Re: London terrorist attacks
The victims have my sympathy, but I can't helping thinking "This is going on every day in Iraq". We are shocked by the bombings in London because they happened in a place where people are normally safe, far from the daily threats of a low intensity war.
But it strikes me as wrong to feel and express greater sympathy for Londoners than people across the length and breadth of Iraq - even moreso because that strong sympathetic reaction is a result of Londoners relative safety.
So the outpouring of outrage and sympathy that's come from all quarters makes me a little queasy, without similar sentiment being expressed on a daily basis over Iraq.
Fairminded people reading this might think "But there has been a great amount of horror and sympathy expressed over the invasion of Iraq and its consequences". Fair enough, but Iraqs had the equivalent amount of violence as the London bombings almost every day and the level of public emotion hasn't reflected that.

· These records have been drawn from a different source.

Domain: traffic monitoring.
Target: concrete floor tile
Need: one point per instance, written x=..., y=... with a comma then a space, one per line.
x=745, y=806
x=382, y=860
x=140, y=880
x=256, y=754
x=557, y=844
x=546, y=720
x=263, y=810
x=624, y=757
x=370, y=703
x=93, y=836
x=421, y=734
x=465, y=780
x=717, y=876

I know that emotional fatigue sets in. Even the most horrific ongoing events become mundane and lose their commentworthiness when they drag on so long that a pall of futility settles over them, whereas the London bombings seem like a fresh outrage.
But somehow for me they are not a fresh outrage but a continuation of the ongoing outrage in Iraq. And because that emotional fatigue has set in, my feelings are more of intellectual than emotional outrage.

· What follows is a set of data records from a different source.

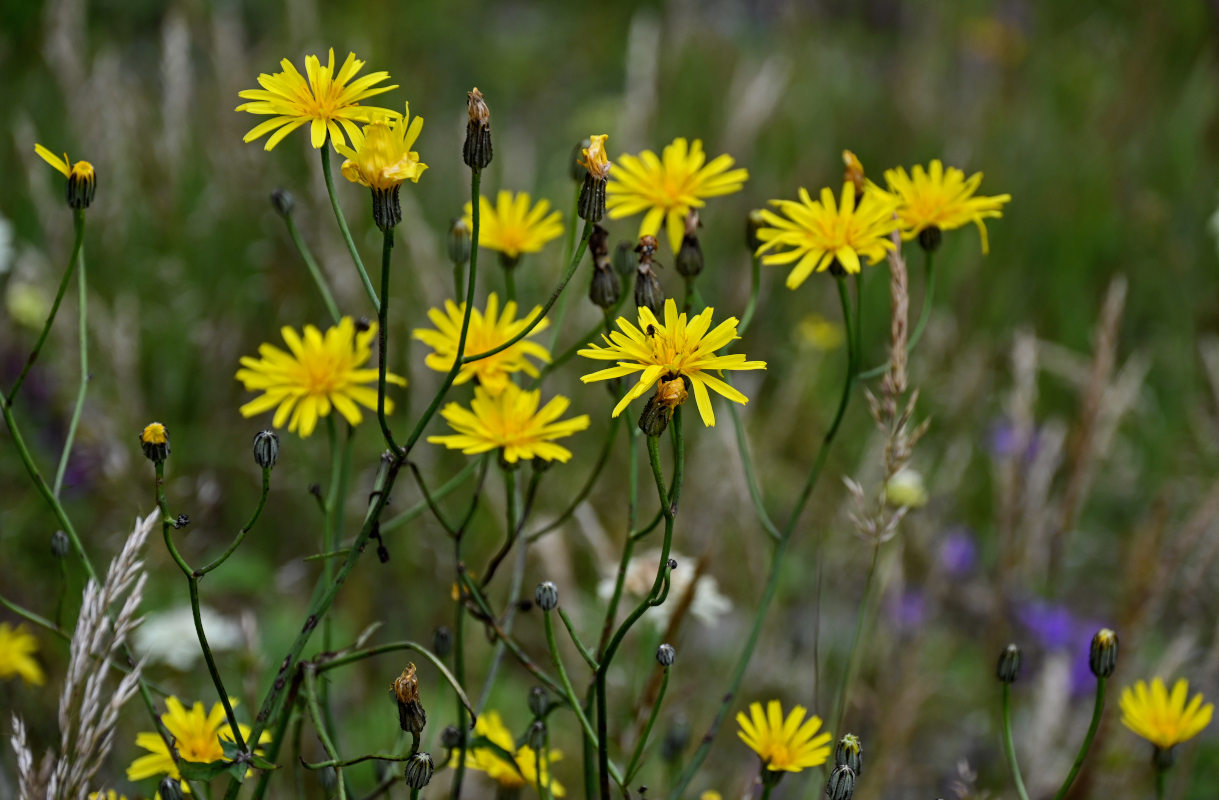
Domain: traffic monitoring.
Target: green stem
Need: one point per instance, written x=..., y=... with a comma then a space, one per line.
x=343, y=225
x=313, y=268
x=1008, y=746
x=1097, y=709
x=77, y=248
x=84, y=366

I'm appalled at the bombings for the same reason I'm appalled about Iraq. And I'm appalled at the same people, not just the Islamic fundamentalists who see violence as the only means of communicating their extreme ideology, but the dangerously misguided and cynical Western leaders that are driving new recruits into the arms of those extremists with every tick of the clock, informed as they are by another kind of extremism that has risen in Western politcial culture.